Yes, multiplying a one-hot vector with the embedding matrix basically just makes a lookup.

I also assume(!) that nn.Embedding does backpropagation smarter since it knows which rows in the matrix can only be affected. But I don’t really know about the inner workings.

can you show your paper? or make a pic to show? i am still not very sure about this, especially the size parameter
nn.Embedding(num_users, emb_size)

So the idea is that a linear layer is simply a matrix multiplication of the inputs by the weights defined by the layer:

y = x * A.T + b

Where A is the weight matrix of the linear layer.

Now, imagine that x is one hot encoded vector representing a single word in your vocabulary. This vector is all zeros with a single one. Then you can ask yourself, what is the output of the multiplication x * A.T? The result is a single row of A. If this doesn’t make sense, try it yourself on paper. Multiply a sparse vector by any dense matrix A.

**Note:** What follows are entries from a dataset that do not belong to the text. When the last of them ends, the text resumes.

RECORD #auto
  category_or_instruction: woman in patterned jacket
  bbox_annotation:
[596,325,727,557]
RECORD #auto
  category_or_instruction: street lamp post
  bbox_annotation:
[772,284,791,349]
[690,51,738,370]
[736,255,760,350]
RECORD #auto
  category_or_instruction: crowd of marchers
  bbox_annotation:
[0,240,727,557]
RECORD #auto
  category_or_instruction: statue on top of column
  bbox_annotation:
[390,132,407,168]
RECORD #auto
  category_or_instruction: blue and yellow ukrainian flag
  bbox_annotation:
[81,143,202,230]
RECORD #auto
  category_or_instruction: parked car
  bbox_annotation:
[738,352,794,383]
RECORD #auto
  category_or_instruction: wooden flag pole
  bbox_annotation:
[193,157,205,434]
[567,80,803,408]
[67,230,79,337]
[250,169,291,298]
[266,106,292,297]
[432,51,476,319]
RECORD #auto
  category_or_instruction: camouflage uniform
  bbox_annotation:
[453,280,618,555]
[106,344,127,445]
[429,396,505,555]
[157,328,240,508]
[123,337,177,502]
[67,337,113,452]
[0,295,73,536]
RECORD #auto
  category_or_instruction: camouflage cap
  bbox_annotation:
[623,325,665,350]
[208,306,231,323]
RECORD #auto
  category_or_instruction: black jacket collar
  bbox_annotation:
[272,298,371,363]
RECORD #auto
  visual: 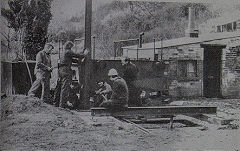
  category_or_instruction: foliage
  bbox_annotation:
[93,1,212,57]
[1,0,52,59]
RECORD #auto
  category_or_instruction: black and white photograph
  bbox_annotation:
[0,0,240,151]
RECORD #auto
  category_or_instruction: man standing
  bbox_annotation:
[28,43,54,103]
[54,41,88,108]
[121,58,141,106]
[100,69,128,110]
[94,81,112,106]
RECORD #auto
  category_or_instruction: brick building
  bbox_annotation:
[123,9,240,98]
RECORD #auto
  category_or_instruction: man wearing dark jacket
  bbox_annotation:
[121,58,141,106]
[100,69,128,110]
[28,43,54,102]
[54,41,88,108]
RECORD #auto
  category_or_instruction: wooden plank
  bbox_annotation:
[91,106,217,117]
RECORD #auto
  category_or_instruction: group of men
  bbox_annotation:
[28,41,138,109]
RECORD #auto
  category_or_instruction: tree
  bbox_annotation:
[1,0,52,59]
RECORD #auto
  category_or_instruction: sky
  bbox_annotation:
[50,0,240,31]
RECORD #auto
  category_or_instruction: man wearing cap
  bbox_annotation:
[28,43,54,102]
[121,57,141,106]
[54,41,88,108]
[100,69,128,110]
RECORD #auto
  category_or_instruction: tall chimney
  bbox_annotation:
[185,7,198,37]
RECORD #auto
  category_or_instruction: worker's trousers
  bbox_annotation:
[59,71,72,108]
[28,73,50,102]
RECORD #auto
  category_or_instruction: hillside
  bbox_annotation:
[57,1,216,58]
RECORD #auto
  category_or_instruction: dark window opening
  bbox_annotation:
[178,60,197,78]
[233,22,237,31]
[217,26,222,32]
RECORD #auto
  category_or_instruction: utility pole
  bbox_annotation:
[92,36,96,60]
[161,38,163,61]
[137,32,144,60]
[153,38,156,61]
[137,38,140,60]
[83,0,92,109]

After you have confirmed that what I say is true we can imagine next steps:

For one-hot vector x_i (for each word in the vocabulary):
1. Compute y_i = x_i * A
2. Stack y_i for i = 1 ... vocab_size into a new of row vectors… matrix E

Now, this matrix E serves two purposes. It is both a linear transformation whose weights can be updated/learned AND a look-up table for your vocabulary.

I hope that makes sense!

1 Like

Thank you for your instructive answer. I’m just wondering if nn.Embedding(…) includes a mechanism to avoid duplicate representation for different words (i.e having duplicate rows in it’s parameter Matrix).

It does not. Implementation is here. However the weights are (usually—it’s up to you) initialized randomly and the probability of a collision is theoretically 0. In practice (since machines are digital) the probability of a collision is not actually zero but effectively so for all intents and purposes.